Burnout não é cansaço acumulado

Cansaço passa com descanso. Burnout, não. O burnout em professores costuma ficar evidente na volta do recesso: quem retorna exatamente no estado em que saiu não está descrevendo cansaço, e sim uma exaustão que o repouso não alcança.

A Organização Mundial da Saúde classifica a síndrome de burnout na CID-11 como um fenômeno ocupacional — estresse crônico no trabalho que não foi administrado. No Brasil, o quadro consta da Lista de Doenças Relacionadas ao Trabalho do Ministério da Saúde, na atualização de 2022. Isso importa na prática: existe reconhecimento formal, e existe caminho para afastamento quando o médico do trabalho entende que é o caso.

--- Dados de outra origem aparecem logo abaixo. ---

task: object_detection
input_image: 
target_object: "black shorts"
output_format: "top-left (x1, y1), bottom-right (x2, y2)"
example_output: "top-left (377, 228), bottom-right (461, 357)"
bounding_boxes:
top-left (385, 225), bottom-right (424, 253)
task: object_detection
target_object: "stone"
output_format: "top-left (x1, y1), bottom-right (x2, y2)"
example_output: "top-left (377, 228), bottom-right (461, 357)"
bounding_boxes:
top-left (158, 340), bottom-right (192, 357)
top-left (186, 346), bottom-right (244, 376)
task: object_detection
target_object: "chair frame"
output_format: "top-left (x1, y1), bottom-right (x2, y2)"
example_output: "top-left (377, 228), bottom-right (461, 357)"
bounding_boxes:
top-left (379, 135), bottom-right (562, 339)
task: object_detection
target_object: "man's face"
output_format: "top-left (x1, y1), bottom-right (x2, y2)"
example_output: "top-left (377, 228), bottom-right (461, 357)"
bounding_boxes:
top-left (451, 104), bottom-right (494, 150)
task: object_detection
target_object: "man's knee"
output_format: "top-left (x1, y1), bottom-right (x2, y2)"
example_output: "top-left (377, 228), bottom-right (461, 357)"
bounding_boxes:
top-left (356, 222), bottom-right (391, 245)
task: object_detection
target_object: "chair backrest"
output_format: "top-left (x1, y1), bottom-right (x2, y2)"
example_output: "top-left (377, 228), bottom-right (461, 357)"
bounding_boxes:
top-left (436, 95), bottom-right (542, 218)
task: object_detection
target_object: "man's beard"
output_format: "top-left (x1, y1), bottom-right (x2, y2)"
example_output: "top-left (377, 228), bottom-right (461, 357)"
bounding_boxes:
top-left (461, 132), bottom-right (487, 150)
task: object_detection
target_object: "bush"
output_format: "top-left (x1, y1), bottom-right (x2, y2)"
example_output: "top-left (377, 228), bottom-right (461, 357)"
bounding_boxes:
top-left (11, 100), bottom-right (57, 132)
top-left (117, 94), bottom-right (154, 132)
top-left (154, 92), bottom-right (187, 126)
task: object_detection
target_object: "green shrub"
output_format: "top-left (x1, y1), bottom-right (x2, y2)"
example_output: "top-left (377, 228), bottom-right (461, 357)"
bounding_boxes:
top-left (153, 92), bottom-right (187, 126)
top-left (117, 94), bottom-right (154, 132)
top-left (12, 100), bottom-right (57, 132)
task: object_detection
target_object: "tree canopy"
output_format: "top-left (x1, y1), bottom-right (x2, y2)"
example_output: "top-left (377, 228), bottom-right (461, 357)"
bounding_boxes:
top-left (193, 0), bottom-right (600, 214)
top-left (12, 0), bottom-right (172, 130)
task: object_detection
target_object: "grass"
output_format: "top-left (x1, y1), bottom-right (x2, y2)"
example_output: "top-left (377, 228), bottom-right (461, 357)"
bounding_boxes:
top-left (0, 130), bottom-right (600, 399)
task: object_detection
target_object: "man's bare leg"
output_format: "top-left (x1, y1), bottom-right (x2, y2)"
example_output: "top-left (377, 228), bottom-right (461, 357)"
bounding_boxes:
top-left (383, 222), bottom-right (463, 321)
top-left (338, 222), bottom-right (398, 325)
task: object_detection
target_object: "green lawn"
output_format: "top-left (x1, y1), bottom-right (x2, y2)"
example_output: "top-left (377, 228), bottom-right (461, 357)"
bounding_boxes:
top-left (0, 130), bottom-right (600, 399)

A pesquisa sobre o tema descreve três eixos, e é raro que apareçam juntos desde o começo:

O terceiro eixo costuma ser o que traz a pessoa ao consultório. Não é a agenda cheia que quebra alguém. É a suspeita de que a agenda cheia não serve para nada.

Burnout em professores: por que o esgotamento docente tem forma própria

O trabalho docente reúne três exigências que raramente aparecem juntas na mesma função: desempenho em público, vínculo afetivo com dezenas de pessoas e avaliação constante do resultado. Uma aula ruim é vista por trinta testemunhas no mesmo instante.

Some a isso o que mudou na última década na rede escolar: turmas maiores, indisciplina que chega até agressão verbal, cobrança por indicadores de desempenho e um canal de mensagens aberto com as famílias que não fecha às dezoito horas. O professor virou o ponto de contato de todo o sistema.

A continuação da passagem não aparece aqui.